Once again, No. 13 Iowa’s offense was pitiful in the 42-3 loss to No. 2 Michigan in the Big Ten Championship Game. This was nothing new, of course. Iowa’s offense had a single touchdown in 4 of its previous 6 games, which is a wild stat for any team in this era, much less a team playing for a conference championship. What, it was going to suddenly figure out how to function against the No. 16 defense in the country? Of course not.

With Ohio State watching from the couch, this was a golden opportunity for a West team to win the title game for the first time since this format was created in 2014. So how did we end up with the most lopsided B1G title game since 2014? Because one team was completely useless on offense. Iowa has no one to blame but itself.

When Michigan scored its second touchdown midway through the first quarter, the game was essentially over, because there’s no telling how long it would take Iowa to reach 14 points against Michigan’s defense.
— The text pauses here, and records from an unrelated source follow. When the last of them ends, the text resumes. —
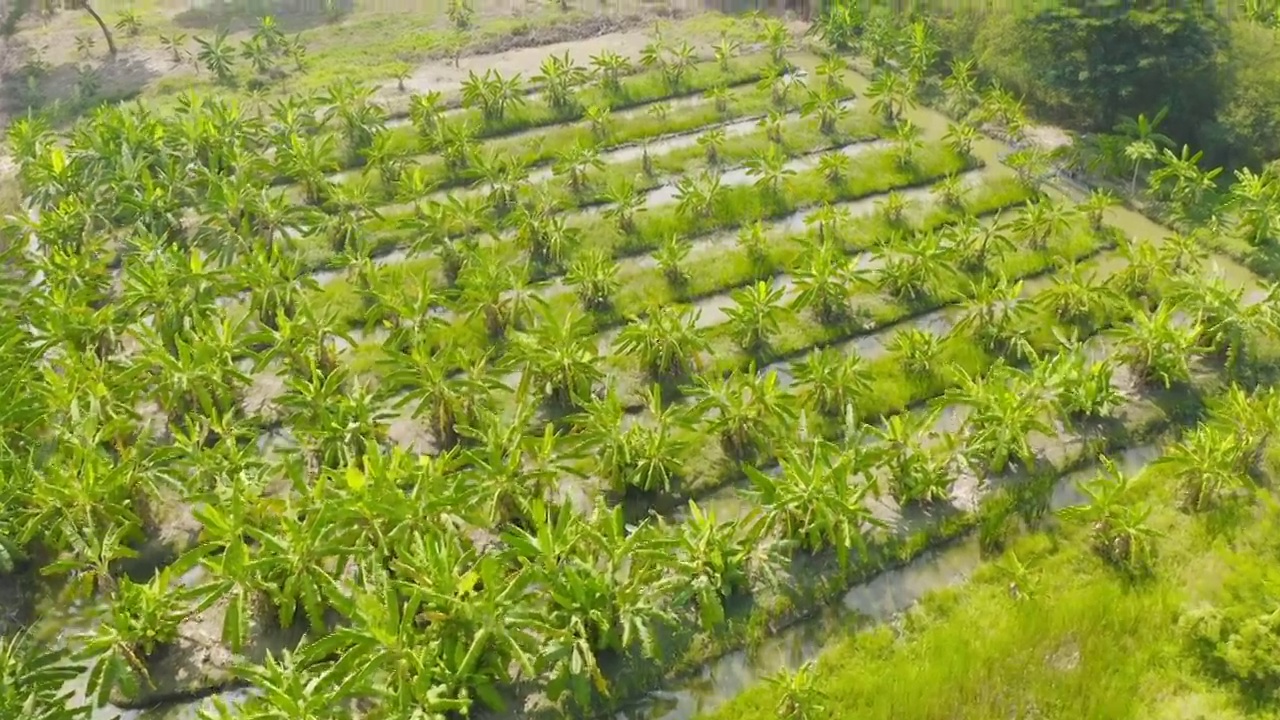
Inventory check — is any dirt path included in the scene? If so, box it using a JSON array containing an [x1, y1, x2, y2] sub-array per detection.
[[383, 28, 704, 95]]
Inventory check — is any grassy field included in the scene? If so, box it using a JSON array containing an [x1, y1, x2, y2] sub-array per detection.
[[0, 9, 1280, 720], [708, 430, 1280, 720]]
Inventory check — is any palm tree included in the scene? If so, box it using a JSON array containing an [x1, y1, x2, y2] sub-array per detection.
[[707, 85, 733, 115], [458, 254, 531, 340], [818, 150, 852, 184], [942, 58, 978, 117], [886, 328, 942, 378], [712, 32, 742, 73], [1012, 197, 1071, 250], [1078, 188, 1120, 232], [724, 281, 783, 354], [195, 28, 236, 85], [867, 70, 910, 124], [582, 105, 611, 140], [955, 273, 1030, 354], [1228, 168, 1280, 247], [941, 213, 1016, 274], [676, 172, 723, 223], [800, 86, 849, 135], [879, 233, 956, 302], [942, 123, 978, 158], [931, 173, 965, 210], [77, 568, 201, 706], [385, 338, 503, 450], [814, 53, 847, 95], [408, 90, 444, 142], [614, 305, 710, 378], [575, 386, 690, 492]]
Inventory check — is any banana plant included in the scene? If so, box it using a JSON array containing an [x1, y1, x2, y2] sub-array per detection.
[[576, 386, 690, 493], [653, 233, 692, 290], [675, 500, 783, 632], [462, 68, 525, 126], [1033, 264, 1128, 331], [791, 347, 872, 418], [0, 632, 91, 720], [76, 566, 207, 706], [1111, 304, 1202, 388], [873, 406, 955, 505], [724, 281, 786, 355], [1170, 266, 1280, 374], [591, 50, 631, 94], [689, 370, 796, 461], [532, 51, 586, 114], [1155, 424, 1252, 512], [509, 299, 604, 407], [942, 364, 1053, 474], [246, 489, 355, 632], [613, 305, 710, 379], [1059, 456, 1160, 573], [744, 438, 883, 568], [768, 661, 829, 720], [604, 179, 648, 234]]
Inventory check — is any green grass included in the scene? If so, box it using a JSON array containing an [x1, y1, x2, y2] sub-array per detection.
[[707, 430, 1280, 720], [294, 106, 885, 280]]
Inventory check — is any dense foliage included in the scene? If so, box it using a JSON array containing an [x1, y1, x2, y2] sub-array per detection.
[[0, 8, 1280, 720]]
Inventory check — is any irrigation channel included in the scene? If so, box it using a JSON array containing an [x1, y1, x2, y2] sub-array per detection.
[[42, 50, 1269, 720]]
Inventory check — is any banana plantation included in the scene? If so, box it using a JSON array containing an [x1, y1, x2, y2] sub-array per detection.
[[0, 9, 1280, 720]]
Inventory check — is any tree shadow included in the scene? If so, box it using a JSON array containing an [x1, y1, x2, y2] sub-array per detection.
[[0, 38, 166, 127], [173, 0, 356, 32]]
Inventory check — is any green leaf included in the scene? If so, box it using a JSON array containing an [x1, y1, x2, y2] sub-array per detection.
[[347, 465, 367, 492]]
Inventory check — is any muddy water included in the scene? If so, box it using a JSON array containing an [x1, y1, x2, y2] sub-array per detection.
[[616, 445, 1160, 720]]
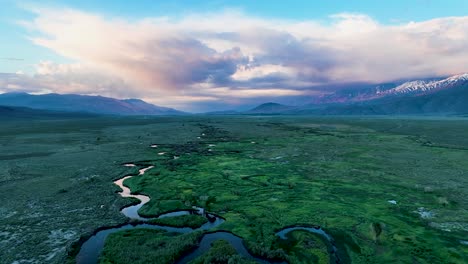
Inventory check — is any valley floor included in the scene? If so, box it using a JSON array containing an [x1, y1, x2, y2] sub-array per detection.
[[0, 116, 468, 263]]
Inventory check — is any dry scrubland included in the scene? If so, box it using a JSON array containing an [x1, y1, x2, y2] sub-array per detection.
[[0, 116, 468, 263]]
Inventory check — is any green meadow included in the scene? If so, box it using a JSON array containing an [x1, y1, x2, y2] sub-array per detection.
[[0, 116, 468, 263]]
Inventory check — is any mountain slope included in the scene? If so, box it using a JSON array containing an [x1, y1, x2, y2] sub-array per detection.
[[306, 83, 468, 115], [0, 106, 96, 120], [244, 102, 295, 114], [0, 93, 183, 115]]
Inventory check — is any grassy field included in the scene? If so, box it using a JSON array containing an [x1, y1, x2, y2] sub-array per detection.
[[0, 116, 468, 263]]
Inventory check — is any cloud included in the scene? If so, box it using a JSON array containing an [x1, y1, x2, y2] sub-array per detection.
[[0, 8, 468, 110]]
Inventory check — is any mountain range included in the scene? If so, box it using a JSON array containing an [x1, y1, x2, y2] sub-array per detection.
[[0, 74, 468, 115], [0, 93, 184, 115], [243, 74, 468, 115]]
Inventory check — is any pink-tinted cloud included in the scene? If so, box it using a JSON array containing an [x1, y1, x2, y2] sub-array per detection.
[[0, 9, 468, 109]]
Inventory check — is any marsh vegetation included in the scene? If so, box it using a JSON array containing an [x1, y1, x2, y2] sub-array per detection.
[[0, 116, 468, 263]]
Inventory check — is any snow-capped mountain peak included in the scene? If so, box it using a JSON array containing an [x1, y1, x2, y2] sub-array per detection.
[[383, 73, 468, 95]]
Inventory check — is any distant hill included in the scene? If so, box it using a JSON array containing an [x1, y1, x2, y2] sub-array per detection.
[[318, 83, 468, 115], [0, 93, 184, 115], [0, 106, 96, 120], [243, 102, 295, 114], [245, 74, 468, 115]]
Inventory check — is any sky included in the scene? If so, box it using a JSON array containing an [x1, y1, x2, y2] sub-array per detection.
[[0, 0, 468, 112]]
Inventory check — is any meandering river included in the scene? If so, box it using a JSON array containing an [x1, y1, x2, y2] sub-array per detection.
[[76, 147, 339, 264]]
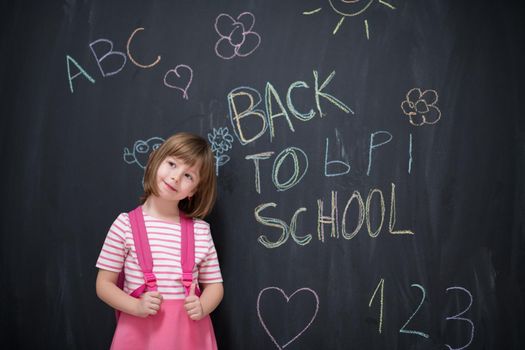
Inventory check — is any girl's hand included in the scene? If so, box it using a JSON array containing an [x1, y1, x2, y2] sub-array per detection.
[[184, 283, 204, 321], [136, 292, 162, 317]]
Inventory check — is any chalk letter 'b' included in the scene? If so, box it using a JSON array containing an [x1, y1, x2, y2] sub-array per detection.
[[228, 87, 268, 145], [89, 39, 126, 78], [66, 55, 95, 93]]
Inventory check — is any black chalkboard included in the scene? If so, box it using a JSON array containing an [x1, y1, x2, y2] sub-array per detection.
[[0, 0, 525, 349]]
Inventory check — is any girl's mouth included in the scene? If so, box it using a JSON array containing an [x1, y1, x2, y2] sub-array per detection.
[[162, 181, 177, 192]]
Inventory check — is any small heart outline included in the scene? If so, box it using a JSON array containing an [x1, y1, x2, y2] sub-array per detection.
[[257, 287, 319, 350], [164, 64, 193, 100]]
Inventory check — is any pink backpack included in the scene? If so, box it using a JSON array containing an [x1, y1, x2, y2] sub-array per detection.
[[116, 206, 201, 320]]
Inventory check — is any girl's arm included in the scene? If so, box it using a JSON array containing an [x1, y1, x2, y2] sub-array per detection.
[[96, 269, 162, 317], [200, 283, 224, 316]]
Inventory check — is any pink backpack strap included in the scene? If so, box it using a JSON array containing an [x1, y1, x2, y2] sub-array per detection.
[[179, 211, 201, 296], [129, 206, 157, 298]]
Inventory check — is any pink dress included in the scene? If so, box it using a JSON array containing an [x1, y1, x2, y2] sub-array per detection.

Check back in a month. And then in the fourth quarter, we got the perfect bookend: Iowa punting on fourth-and-5 and Michigan gaining 38 yards 2 plays later on a flea flicker and eventually scoring twice more.

This is the kind of game that should prompt major change within Iowa’s program. To get embarrassed like this on national TV is going to fire up an agitated fan base even more. Iowa hasn’t gained 400 yards in any of the last 8 games (there are 67 FBS teams averaging 400 yards or better). How can Iowa not make major changes to its offensive staff and/or philosophy after this?

This game has to drive the point home to Kirk Ferentz: Defense alone doesn’t win championships. We are so far removed from when Alabama pitched a shutout in the national title game 10 years ago; it’s basically a different sport. If Iowa ever wants to win any sort of title, it needs a complete makeover. It’s not like it could ask much more of its defense, which entered Saturday leading the country in interceptions and sixth in yards per play allowed. The improvement has to come from the offensive side, where Iowa once again looked clueless.

After a solid opening drive, Iowa failed to convert a trick play and then missed the ensuing field goal attempt.

I’m not even saying Iowa needs to become some offensive juggernaut, ripping off big play after big play. But it needs a QB that can complete an out route. After Jack Campbell got an interception late in the first quarter, the momentum seemed to be swinging to Iowa, and the crowd sensed it as Spencer Petras dropped back on the next play. But he air-mailed the pass a mile over Sam LaPorta’s head for what should have been a 20-yard gain. Iowa had to punt, and contrary to its motto, punting was not winning.

The Hawkeyes tried to make this a field-position battle, as Tory Taylor pinned Michigan inside the 10 to start 3 straight possessions. But the problem for Iowa is that unless the opponent commits a turnover, it doesn’t matter; the offense can’t take advantage of starting drives near midfield.

Offensive coordinator Brian Ferentz couldn’t adjust in the second half, either. Every time Iowa bootlegged in the third quarter, there was a Michigan defender ready to lay a big hit on the QB.

Petras got benched in the third quarter after completing 9 of 22 passes. Bringing in Alex Padilla didn’t make much of a difference. He averaged just 2.5 yards per attempt, constantly having to check the ball down while running for his life. Tyler Goodson, who had run for 130 yards or more in 3 of the last 4 games, managed just 50 yards on 18 carries. Iowa just had no answers.

This was no fluke. Michigan probably beats Iowa 9 out of 10 times, and 7 of them in lopsided fashion like this.

If Iowa doesn’t treat this game as an impetus for change, then the 60 minutes the fan base suffered through will have been for naught.